Patti was performing at the church because she had promised she would, months before, while Fred was still alive. She’d been working on a new book of poetry at the time, “a book of poems and stories and things that pretty much surrounded a lot of people that I had lost,” including Mapplethorpe and Sohl. “And also people that I admired,” she explained to Gerri Lim of Big O. She’d written a poem for the ballet dancer Rudolf Nureyev, one for the playwright Jean Genet, one for Audrey Hepburn. “Just different people that I really liked that influenced me.” And as she wrote, she felt the need to perform, because when she performed, she knew, it encouraged her to write. She might not even have discussed the invitation with Fred before she agreed to fly to New York for the show. That’s how important it was to her.
In the aftermath of two more loved ones’ deaths, she had forced herself to keep her commitment. And there she was, back on stage. But she wasn’t really there, because she flew straight back to Detroit once the performance was over, and she pulled the shutters down again. It was too early. It was too soon.
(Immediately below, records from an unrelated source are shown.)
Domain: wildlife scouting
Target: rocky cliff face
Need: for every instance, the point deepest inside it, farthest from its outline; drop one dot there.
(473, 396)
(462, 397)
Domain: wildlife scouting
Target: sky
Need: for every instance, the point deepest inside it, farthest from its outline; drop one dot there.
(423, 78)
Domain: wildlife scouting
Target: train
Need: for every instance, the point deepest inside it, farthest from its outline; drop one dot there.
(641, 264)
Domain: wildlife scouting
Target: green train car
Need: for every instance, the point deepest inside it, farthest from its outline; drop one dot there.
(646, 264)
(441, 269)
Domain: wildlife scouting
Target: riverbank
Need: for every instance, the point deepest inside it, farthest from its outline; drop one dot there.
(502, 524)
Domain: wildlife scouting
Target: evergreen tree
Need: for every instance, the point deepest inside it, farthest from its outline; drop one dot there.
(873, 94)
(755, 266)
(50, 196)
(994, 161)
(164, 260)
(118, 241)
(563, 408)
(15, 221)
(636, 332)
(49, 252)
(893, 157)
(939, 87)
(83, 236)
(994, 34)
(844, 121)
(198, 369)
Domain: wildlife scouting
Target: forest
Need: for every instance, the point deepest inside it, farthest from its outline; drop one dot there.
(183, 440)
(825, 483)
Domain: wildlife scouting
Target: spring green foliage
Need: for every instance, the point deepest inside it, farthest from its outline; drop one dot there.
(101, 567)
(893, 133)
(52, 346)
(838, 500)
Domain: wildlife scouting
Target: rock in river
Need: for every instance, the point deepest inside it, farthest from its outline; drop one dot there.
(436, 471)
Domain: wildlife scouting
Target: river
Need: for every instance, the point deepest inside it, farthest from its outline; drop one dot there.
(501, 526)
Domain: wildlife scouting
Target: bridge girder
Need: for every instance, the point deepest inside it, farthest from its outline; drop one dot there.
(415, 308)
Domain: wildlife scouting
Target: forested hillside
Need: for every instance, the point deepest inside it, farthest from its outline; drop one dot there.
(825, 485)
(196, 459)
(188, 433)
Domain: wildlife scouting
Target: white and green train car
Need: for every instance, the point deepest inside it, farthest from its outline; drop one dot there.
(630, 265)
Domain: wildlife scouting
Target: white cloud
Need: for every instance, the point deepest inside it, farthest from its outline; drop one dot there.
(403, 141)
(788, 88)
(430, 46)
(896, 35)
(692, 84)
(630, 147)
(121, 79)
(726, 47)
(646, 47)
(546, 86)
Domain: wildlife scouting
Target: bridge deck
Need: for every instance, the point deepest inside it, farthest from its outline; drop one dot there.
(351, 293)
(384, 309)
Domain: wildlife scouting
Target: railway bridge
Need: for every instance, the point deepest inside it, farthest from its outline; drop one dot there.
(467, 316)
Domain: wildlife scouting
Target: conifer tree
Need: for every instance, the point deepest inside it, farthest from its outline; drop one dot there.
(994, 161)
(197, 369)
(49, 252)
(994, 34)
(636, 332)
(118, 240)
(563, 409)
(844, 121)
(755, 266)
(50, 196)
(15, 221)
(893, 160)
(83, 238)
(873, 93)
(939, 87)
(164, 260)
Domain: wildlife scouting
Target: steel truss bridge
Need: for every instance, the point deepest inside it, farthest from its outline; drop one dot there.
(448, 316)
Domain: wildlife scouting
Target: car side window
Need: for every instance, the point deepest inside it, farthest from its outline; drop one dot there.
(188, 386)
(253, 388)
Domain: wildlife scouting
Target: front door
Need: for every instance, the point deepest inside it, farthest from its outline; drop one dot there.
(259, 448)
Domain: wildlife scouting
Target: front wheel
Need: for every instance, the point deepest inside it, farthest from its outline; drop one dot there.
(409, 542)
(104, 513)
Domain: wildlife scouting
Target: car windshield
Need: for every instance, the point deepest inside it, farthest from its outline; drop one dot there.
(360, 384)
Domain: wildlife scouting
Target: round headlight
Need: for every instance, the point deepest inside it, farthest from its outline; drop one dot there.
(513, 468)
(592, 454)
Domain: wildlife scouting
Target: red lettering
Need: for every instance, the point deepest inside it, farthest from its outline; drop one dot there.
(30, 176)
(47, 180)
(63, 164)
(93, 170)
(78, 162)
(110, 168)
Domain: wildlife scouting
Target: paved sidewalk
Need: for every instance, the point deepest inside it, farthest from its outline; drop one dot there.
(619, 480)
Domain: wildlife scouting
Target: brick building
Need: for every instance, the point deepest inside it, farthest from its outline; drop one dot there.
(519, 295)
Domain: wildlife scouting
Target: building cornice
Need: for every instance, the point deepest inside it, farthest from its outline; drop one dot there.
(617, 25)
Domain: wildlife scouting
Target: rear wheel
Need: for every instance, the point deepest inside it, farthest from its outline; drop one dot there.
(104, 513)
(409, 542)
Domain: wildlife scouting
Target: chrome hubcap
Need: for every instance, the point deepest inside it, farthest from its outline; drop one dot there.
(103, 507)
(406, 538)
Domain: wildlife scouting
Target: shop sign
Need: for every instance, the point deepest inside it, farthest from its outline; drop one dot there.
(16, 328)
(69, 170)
Then one day in February 1995, the telephone rang. It was Allen Ginsberg. Modern America’s greatest living poet was almost seventy now, but he was still as active as he ever was, still writing and reading. He was in Ann Arbor, or on his way there, for a reading for Jewel Heart, a spiritual, cultural, and humanitarian organization dedicated to propagating Tibetan Buddhist wisdom to the world.
Tibet, of which Patti had dreamed since she was twelve.
The Jewel House reading was already sold out. Four
thousand people had paid to hear Ginsberg. Perhaps, Ginsberg ventured, they would like to hear Patti as well? She was touched by the offer, touched by his words, which she would often recall. “Let go of the spirit of the departed,” he told her, “and continue your life’s celebration.” She agreed to perform.
Ginsberg opened the show and held the stage through to the intermission. Then he delivered the promise that much of the audience was already anticipating, speaking quietly and gently of a poet “who took poetry from lofts, bookshops, and gallery performances to the rock ‘n’ roll world stage. We’re really pleased and happy that”—pause—“Patti Smith.” The rest of his sentence was lost beneath the roar of applause that rose up from the stalls, just as the intermission was drowned out beneath the hum of expectation.
Patti started slowly, with a poem she wrote after reading the Dalai Lama’s autobiography, Freedom in Exile, in 1991. (She would meet the man in September 1995, at the World Peace Conference in Berlin.) She dipped in and out of her other writings, reducing the audience alternately to laughter and tears but always holding them in the palm of her hand. She asked herself, was performing always this easy? Did it always come this naturally to her? New York City the previous month had been hard, and when her memory swept back to the last time she toured, in 1979, with the stage at the end of an enormous sports stadium, those shows were even harder.
“I traveled the world with a rock ‘n’ roll band in the ‘70s,” she reminded the crowd, and paused while it bellowed its applause. “The last job we ever played was in Italy in a big soccer arena.” The show had ended in chaos, a riot and a revelation. Now she read “Florence,” titled for the scene of that final concert but tonight dedicated to her brother Todd, her road manager throughout so much of her career. Instinctively, her eyes flickered to the side of the stage, almost as if she expected to see him standing there as he always had. But there is only shadow and strangers, and never again, she said in a shaky voice, would she ever experience such selfless devotion, such singular care.